Register a free account to unlock additional features at BleepingComputer.com
Welcome to BleepingComputer, a free community where people like yourself come together to discuss and learn how to use their computers. Using the site is easy and fun. As a guest, you can browse and view the various discussions in the forums, but can not create a new topic or reply to an existing one unless you are logged in. Other benefits of registering an account are subscribing to topics and forums, creating a blog, and having no ads shown anywhere on the site.

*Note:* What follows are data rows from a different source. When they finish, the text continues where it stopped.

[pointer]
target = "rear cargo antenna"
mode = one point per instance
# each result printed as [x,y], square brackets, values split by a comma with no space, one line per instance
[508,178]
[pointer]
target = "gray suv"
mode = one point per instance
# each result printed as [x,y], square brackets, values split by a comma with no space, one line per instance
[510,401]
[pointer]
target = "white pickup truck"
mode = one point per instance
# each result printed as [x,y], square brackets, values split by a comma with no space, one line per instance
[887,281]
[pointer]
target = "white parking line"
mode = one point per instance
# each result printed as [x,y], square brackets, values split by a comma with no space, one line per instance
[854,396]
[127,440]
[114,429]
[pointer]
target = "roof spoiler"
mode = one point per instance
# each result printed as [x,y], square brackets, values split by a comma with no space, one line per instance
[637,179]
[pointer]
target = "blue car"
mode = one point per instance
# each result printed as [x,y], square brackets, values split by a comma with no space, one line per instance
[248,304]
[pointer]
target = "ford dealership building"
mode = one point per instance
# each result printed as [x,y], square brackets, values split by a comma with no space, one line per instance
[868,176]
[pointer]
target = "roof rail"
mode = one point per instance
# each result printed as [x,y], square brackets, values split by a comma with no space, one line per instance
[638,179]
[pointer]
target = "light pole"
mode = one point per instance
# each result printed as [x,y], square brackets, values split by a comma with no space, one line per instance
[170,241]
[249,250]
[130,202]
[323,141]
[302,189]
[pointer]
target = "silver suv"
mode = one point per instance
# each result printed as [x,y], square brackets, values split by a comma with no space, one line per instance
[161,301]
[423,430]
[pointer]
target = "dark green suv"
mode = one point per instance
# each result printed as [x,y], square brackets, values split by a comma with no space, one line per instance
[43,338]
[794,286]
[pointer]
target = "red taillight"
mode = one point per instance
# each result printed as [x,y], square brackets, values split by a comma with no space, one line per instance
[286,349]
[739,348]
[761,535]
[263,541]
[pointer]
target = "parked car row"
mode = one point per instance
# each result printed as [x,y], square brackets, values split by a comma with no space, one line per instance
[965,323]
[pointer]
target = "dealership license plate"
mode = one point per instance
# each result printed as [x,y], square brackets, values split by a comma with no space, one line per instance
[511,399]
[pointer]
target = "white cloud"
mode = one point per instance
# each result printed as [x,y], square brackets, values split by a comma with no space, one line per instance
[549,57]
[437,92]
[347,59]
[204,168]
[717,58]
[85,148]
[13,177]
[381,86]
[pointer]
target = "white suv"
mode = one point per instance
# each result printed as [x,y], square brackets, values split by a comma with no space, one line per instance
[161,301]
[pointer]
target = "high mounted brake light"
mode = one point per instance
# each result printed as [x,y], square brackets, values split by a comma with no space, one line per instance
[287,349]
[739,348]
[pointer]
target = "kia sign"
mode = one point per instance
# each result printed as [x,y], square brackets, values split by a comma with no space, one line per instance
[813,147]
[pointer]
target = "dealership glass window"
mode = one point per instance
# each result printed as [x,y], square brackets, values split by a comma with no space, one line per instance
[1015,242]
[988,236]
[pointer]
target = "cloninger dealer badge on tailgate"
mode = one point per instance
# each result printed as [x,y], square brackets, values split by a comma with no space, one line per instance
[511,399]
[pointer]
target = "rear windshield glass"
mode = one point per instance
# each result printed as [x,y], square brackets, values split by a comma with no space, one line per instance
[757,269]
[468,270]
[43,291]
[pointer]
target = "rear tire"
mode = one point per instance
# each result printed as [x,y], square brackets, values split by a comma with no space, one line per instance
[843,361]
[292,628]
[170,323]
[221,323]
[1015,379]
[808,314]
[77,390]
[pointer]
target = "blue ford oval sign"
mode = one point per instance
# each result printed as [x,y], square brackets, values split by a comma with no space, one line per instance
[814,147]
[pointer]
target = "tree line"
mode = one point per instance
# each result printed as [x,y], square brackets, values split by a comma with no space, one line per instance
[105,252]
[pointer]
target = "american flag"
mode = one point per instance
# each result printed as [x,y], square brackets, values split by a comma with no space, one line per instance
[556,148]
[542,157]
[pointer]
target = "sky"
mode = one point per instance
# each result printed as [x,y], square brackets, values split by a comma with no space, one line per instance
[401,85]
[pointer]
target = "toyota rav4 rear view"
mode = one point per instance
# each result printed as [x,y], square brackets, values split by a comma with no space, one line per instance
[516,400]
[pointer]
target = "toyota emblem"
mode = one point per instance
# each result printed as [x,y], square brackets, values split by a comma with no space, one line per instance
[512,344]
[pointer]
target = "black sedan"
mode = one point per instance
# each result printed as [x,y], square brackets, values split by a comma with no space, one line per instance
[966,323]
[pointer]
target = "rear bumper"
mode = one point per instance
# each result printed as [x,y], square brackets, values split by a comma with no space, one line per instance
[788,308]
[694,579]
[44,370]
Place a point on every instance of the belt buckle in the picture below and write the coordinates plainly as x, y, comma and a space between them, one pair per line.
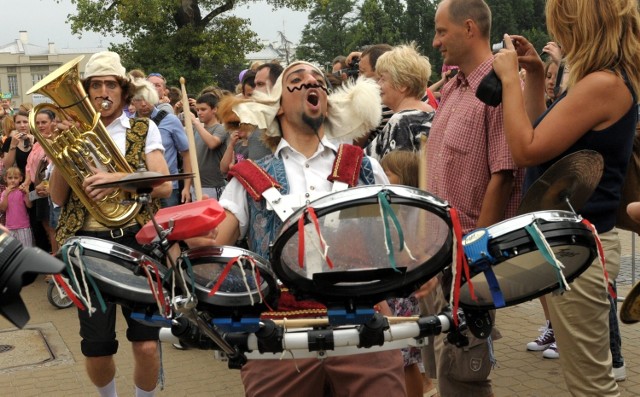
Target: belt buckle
118, 233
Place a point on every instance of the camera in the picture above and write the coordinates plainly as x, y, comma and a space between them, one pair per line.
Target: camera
498, 46
19, 267
352, 70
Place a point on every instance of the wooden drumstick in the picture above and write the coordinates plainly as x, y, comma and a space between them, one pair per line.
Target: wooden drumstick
186, 110
319, 322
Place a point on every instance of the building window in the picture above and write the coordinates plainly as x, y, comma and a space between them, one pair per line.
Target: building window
38, 73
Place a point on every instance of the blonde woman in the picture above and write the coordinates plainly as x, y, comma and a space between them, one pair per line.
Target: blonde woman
403, 75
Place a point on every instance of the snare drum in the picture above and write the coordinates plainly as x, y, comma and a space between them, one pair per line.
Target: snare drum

Click here to Register a free account now! or read our Welcome Guide to learn how to use this site.

Photo

Getting redirected


  • Please log in to reply
11 replies to this topic

#1 Ps25

Ps25

  • Members
  • 6 posts
  • OFFLINE
  •  
  • Local time:09:22 AM

Posted 13 May 2012 - 07:38 PM

So last night I was watching a show on watchseries.eu, which hosts it's shows on this website called videoweed (I've done this multiple times) but last night though midway through the show I googled something and it redirected me to random websites such as fabusearch and stuff. So in turn, I ran my Microsoft Security Essentials and nothing came up. So I went and downloaded this anti spryware program called Malwarebytes, which I downloaded, installed and updated. Then I disconnected my PC from the internet, went in safe mode and ran Malwarebytes. Eventually after scanning all my drives, it fould the spyware and I quarantined it. However, when I rebooted my PC and went into normal mode after that my IE is still forwarding me to random sites. After this, I went to :\windows directory and deleted some random (IP localhost and/or either 127.0.0.1:) in "hosts". Yet i'm still getting redirected and stuff.
Sorry for the block of text, but can anyone help me with this?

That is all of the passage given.